A year ago, when multimedia A/V duo Filastine inflamed a Sodo warehouse with their chaotic mélange of hypnotic singing, exotic instrumentation, and hyperspeed visual montages, “sHell No!” banners were fluttering from the rafters.
Now, since the advent of the Trump administration, so much has changed.
For one, the Seattle music scene has been paying closer attention to foreign artists’ travel woes - like Italian band Soviet Soviet, who were denied entry at SeaTac in March.
But those travails are par for the course for Filastine, whose border-crossing exploits have often pitted him and his collaborators against the stone-faced immigration officers at the world’s airports.
Filastine, once a solo project of Seattle radical activist and expat Grey (who prefers not to give his last name) has now grown to include Indonesian vocalist Nova, who grew up singing Pentecostal spirituals, Koranic recitations, and Javanese gamelan music. The duo make potent electronic music with a distinctly political edge, drawing as much from performance art as from festival-friendly beats to portray a message of imminent environmental collapse and fraying social decay.
They live in Barcelona, but to make their most recent album, Filastine found themselves forced to work in unexpected locales as they dealt with Nova's visa challenges as an Indonesian passport holder.
Just last week, Nova did not receive a UK visa in time for a Scottish gig, forcing Grey to morph their fine-tuned live show, an audio-visual maelstrom with precise choreography, into a more humdrum DJ set.
“After holding her passport for a month, the UK approved a visa—for the two days after the dates of the gig,” Grey griped over the phone from Oakland, where he was resting after playing Lightning in a Bottle this past weekend. Nova has since safely landed in the U.S., despite the usual barrage of questions at the border, and the pair will play as planned at an undisclosed Seattle location on Saturday as part of their ongoing album tour.
Grey always sweats border crossings due to his radical activist past in the U.S.—he started the Infernal Noise Brigade marching band that accompanied the 1999 WTO protests in Seattle, among other exploits, and regularly soundtracks climate protests in Europe.
The dilemma of borders is one that Filastine tackles head-on in Drapetomania, the first album recorded by the duo, released in April by French label Jarring Effects. Elements of psychedelic electronica will appeal to the Bass Nectar set, while strains of oud, daruka, and gamelan won’t sound out of place on KEXP’s Wo’ Pop.
Filastine recorded the album in far-flung locales both by choice—aboard a ship on the Indian Ocean, deep in an acoustically-rich Indonesian cave—and by necessity: Morocco, Turkey, and Hong Kong offered safe harbor from European Union immigration rules that have become increasingly stringent post-refugee crisis.
They also found inspiration for their recordings in Seattle, past and present. International District artist hub Inscape proved perfect for lead single “Perbatasan” ("borders" in Indonesian). The decommissioned INS building’s bricks provided the ideal reverb, while a former detention cell offered an eerily resonant setting. “It was a really conscious decision to record that song in that space,” Grey said.

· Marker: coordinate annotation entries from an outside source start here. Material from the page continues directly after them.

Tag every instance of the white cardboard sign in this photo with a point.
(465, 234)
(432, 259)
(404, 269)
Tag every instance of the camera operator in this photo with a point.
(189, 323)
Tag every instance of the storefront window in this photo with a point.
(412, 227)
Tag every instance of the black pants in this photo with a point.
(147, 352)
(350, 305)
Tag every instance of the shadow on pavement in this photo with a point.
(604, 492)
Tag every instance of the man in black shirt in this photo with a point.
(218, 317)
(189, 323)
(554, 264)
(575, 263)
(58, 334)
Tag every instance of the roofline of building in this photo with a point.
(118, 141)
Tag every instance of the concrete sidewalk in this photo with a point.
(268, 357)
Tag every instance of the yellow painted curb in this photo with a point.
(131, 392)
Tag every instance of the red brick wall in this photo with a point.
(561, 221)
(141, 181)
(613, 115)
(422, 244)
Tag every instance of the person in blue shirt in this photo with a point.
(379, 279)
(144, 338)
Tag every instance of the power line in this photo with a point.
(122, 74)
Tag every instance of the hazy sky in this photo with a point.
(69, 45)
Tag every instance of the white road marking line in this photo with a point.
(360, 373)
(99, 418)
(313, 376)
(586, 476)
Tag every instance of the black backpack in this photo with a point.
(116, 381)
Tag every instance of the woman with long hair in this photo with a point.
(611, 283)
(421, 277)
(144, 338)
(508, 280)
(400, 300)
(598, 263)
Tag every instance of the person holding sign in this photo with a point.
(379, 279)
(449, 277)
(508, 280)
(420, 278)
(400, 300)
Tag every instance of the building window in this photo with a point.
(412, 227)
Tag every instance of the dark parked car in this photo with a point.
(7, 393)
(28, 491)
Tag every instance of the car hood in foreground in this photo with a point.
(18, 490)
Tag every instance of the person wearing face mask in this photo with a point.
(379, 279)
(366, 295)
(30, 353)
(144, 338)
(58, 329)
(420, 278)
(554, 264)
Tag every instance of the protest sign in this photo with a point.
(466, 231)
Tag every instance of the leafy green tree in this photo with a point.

A soon-to-be-demolished structure near 1st and Denny offered an ample wrecking ground last summer for the filming of “The Salarymen”. The audio-visual single documents the sinister advent of the computer era, circa 1996, with Stranger Genius-award winning performance artist DK Pan, alongside experimental dancers Douglas Ridings and Alan Sutherland. “The Salarymen” is one of a four-part video series, Abandon, that showcases dance as cathartic liberation from demeaning work. (Other Abandon shorts tackle toxic mining in Borneo, after-hours building cleaners, and Barcelona’s street recyclers). The videos were released online over the last year, but the music is available for the first time on Drapetomania.
Grey and Nova have harnessed their experience editing and choreographing much of Abandon and channeled it into their new live performance, which will have its Seattle debut on Saturday.
The show’s underground location came courtesy of local DIY promoter Typonexus, which returns this weekend to curate the Globalist Series, a bevy of avant-garde music, interactive artwork, and live performance with Filastine at its center.
Among other treats, Typonexus promises a sound system designed by noise cancellation scientists from the Tautology Arts Collective, the first of its kind on the West Coast.
The precision sound rig and industrial setting will be an apropos setting to both hear and see Filastine’s latest incarnation, as much a warm-up to the summer festival season as it is a call to arms before capitalism collapses upon itself.